Session replays are intended to highlight usability issues, show the relationship of one navigational choice to another and find out if sessions with similar types of goals take similar paths, among other objectives.
These replays show the screen exactly as the user would see it, with the cursor movements and clicks, pages shown, interactions undertaken and so on. Customer service departments, for instance, might use such replays to better understand the bottlenecks users might have in self-answering certain questions.
But the Princeton study, the first in a series of “No Boundaries” posts about how third-party scripts on sites extract personal info, shows that session replay scripts can reveal much more sensitive kinds of information.

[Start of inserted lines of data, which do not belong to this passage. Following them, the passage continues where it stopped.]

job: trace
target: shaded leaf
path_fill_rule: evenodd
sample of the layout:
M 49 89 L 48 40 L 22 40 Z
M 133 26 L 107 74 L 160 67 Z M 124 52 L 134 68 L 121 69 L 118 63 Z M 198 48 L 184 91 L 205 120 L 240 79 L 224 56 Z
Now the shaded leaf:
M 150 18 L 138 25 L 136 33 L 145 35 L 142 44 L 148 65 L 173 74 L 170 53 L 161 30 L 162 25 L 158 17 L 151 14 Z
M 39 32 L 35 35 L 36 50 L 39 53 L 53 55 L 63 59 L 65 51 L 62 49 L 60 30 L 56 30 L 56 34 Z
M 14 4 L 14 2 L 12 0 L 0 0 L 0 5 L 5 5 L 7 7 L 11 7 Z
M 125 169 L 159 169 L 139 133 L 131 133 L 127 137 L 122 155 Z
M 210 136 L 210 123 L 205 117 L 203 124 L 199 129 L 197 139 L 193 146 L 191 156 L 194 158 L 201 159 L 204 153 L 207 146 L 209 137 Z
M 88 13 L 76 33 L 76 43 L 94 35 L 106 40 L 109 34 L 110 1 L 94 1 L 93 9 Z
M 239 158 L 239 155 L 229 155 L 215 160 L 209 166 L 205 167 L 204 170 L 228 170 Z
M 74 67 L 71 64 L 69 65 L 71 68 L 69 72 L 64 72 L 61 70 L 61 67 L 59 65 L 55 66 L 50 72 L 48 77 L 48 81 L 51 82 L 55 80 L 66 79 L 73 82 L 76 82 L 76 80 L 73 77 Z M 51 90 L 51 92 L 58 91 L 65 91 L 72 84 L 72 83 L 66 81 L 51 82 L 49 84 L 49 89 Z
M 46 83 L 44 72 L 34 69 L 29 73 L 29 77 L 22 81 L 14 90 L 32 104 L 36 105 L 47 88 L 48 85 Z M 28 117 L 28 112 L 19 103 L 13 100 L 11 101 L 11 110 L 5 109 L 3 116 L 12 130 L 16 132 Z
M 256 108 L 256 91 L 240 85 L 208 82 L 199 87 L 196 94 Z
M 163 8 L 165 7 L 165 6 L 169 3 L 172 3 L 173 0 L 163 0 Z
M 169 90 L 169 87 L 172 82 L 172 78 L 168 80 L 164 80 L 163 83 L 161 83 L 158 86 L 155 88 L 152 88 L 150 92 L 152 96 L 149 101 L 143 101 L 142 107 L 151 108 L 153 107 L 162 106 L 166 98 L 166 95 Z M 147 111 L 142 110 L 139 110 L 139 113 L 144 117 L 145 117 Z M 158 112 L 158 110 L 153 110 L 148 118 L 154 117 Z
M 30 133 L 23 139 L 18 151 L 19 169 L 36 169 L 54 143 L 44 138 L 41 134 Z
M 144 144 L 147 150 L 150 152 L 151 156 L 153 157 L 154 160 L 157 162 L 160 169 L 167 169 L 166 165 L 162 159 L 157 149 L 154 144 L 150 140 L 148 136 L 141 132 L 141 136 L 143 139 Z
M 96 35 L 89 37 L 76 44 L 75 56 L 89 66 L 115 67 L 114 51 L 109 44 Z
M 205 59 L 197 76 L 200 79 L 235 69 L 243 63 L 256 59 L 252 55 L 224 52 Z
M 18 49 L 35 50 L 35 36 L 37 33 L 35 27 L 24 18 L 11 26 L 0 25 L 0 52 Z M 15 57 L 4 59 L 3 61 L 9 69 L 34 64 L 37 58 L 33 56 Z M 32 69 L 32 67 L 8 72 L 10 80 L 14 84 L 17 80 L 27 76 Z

A given session, for instance, can reveal which medical condition a user is interested in finding out about, or it can include confidential information — such as email addresses or credit card numbers — that are entered into online forms.
This confidential information can be transmitted to the third-party services. The Princeton study notes that the services often offer manual and automated redaction tools to remove the collection of sensitive info, but avoiding capturing such data on dynamically generated webpages would require that the site owner analyze the server-side code — and do so every time the code is updated.
To test the redaction tools, Princeton set up test pages and installed replay scripts from six of the seven providers.
It found that passwords were often included, such as from mobile-friendly logins, and that the kinds of redacted fields differed by provider. Yandex, for instance, doesn’t redact credit card number fields, while FullStory does.
Brandon Dixon, VP of product at cybersecurity firm RiskIQ, told me that session replay scripts should be opt-out by default so that users in the post-GDPR age would have to actively give their consent each time.
He also recommended that session replay providers be more transparent and uniform in the kinds of information they collect, how it is being used and how it is being stored.